What does this mean?
1. Believing in team ______ and ______.
Basically, it means that it doesn’t matter what other people think, if you make each other happy, if you have mutual care and respect for one another, then what else matters?
I was talking to a friend who was disappointed this Valentine’s Day. She got a phone call from her long distance boyfriend, and he told her he bought her a plane ticket. She wasn’t sad until all her coworkers kept asking her what he did for Valentines Day. Does it matter that everyone got a Valentine’s gift and she just got a phone call with him saying he loves her? Is that a need, that she gets something on Valentine’s day? If it is an expectation, she should just verbalize it to him. I think he’d be more than willing to make her happy next year. Men want to please the women they are with.
Does it matter that the ring he chose isn’t the glamorous thing your best friend wore when she was engaged?
Does it matter how grand and expensive your wedding is?
Just ask yourself, does this person make me happy? Does he have good intentions and motives? Does he prioritize me? If the answer is yes to all of these, then what else matters?
Why do other people’s opinions and expectations matter if you’re happy?
2. Not bad mouthing your partner to anyone.
You say, he messed up bad—and I need to vent! If you need to vent, go directly to your partner. Tell them what’s bugging you about their behavior or words. Fix it at the source.
Men want respect from their women more than anything. And what better way to show disrespect for him than to bad mouth him to your friends or even worse— your family.
One of my friends learned this lesson the hard way. She would always turn to her mom and dad any time her husband did something wrong. It’s no wonder they didn’t like the guy! She only ever came to them when she was in pain.
She’s actually the person who gave me this advice— to never use your family as a venting board for your problems with your spouse. It has really caused her spouse and her family to always remain distant and silently brewing/bitter.

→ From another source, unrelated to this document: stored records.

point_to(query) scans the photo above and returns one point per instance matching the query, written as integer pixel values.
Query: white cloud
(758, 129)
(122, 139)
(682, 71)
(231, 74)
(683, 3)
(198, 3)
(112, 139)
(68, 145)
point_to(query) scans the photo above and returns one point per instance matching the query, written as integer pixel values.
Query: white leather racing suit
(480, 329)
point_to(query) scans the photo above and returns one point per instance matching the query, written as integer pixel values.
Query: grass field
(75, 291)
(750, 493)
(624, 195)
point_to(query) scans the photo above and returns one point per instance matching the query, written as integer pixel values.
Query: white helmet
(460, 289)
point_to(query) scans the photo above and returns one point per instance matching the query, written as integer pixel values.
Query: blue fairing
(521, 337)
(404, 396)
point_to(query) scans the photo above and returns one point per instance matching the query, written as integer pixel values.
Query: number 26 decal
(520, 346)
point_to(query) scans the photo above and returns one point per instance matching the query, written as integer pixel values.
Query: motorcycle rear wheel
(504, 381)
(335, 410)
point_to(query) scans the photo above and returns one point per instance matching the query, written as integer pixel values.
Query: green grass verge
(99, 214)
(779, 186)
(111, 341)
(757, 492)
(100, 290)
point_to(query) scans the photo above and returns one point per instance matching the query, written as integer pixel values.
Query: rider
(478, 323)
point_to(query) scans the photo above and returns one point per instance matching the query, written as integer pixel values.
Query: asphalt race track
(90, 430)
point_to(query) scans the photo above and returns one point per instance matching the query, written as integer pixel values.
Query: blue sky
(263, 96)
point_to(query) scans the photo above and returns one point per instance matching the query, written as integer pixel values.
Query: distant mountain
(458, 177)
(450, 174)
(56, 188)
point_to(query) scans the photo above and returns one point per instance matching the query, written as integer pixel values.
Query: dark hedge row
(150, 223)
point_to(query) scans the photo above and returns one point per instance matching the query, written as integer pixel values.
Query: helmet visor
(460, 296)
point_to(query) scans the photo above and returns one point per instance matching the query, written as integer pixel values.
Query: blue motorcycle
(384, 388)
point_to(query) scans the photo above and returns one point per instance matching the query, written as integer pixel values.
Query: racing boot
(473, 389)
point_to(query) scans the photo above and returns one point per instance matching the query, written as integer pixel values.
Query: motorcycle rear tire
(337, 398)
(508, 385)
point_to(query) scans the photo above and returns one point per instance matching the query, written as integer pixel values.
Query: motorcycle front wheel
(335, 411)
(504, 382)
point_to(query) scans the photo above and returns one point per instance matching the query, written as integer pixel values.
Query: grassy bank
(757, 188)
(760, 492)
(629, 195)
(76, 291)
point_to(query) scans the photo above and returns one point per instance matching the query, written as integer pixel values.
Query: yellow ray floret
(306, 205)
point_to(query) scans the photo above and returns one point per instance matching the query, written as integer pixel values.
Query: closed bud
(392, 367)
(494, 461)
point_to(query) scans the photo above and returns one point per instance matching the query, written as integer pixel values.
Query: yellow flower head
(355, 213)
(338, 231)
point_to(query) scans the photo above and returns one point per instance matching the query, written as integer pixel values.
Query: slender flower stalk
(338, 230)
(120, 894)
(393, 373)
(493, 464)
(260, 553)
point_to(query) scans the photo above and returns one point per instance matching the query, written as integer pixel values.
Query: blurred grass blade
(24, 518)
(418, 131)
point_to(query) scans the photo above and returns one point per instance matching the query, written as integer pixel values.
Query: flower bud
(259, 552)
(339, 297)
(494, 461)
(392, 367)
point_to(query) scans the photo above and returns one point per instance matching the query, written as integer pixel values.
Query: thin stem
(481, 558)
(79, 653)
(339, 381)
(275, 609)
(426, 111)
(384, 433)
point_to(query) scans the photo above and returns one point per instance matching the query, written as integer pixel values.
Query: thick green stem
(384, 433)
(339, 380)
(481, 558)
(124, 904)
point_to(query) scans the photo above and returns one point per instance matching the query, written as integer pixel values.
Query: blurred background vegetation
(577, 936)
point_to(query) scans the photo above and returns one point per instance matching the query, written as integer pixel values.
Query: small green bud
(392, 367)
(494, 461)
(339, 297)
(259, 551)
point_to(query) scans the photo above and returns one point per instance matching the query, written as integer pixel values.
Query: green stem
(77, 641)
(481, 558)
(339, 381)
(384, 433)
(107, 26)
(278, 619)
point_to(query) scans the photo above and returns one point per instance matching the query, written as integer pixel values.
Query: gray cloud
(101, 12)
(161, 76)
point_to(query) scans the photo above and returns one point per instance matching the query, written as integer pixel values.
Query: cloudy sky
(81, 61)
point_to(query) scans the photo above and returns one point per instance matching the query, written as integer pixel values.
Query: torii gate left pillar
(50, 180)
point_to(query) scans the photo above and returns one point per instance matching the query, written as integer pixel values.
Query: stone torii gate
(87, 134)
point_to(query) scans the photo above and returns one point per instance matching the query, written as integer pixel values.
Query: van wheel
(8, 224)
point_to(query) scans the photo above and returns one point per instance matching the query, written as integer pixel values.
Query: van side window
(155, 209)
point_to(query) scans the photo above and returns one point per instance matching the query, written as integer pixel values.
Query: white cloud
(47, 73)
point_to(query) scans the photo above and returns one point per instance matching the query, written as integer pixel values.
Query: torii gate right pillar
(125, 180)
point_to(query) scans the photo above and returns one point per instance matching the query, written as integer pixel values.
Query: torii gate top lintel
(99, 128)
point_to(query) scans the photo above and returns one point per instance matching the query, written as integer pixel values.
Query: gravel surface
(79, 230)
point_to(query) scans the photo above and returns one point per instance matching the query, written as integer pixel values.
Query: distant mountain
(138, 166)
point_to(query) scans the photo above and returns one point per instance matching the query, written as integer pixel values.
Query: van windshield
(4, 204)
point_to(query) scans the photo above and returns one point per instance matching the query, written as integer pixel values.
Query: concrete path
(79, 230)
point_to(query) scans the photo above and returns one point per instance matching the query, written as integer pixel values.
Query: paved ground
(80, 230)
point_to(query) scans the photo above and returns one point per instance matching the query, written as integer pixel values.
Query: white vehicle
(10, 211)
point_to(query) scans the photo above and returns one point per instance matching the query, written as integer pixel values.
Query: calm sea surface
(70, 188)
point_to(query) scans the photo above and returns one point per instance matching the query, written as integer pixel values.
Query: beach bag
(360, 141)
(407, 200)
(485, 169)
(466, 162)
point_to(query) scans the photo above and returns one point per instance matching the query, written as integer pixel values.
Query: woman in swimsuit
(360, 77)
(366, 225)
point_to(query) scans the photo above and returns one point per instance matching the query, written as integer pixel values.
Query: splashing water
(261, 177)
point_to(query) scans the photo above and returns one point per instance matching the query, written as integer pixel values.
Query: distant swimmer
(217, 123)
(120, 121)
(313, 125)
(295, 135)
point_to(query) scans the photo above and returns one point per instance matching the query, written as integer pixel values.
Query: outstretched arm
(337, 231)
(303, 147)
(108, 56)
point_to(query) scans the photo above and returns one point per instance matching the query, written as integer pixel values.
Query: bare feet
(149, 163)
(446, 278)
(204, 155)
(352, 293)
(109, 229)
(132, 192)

3. Sacrificing yourself for the team.
To me a “couple” is a tri-fold entity. There are the two individuals that are involved and then the relationship is like their “baby.” It has to be nurtured, prioritized, given attention to above all things–sometimes this involves sacrificing individual needs for the benefit of the relationship. The problem occurs when one or both parties wants to prioritize themselves above the “baby.” Selfishness kills a relationship.
So many people are single and lonely.
So many people are coupled and lonely.
So many people are married and unhappy.
So many people are divorced and jaded.
If what you have doesn’t fall in any of the above categories, and you have a partnership where you are both mutually happy, respected, and cared for— isn’t what you have worth prioritizing?
Isn’t it worth protecting from the attacks of other’s opinions and expectations?
Isn’t it worth protecting each other’s reputations in front of friends and family?
Isn’t it worth protecting your relationship from selfishness?
There’s just something about being in a relationship that feels safe.
You got my back.
I’ve got yours.
I protect your name in front of my friends and family.
You protect me from the expectations and opinions of others.
We protect “us” from our own selfishness.
Because it’s you and me against the world.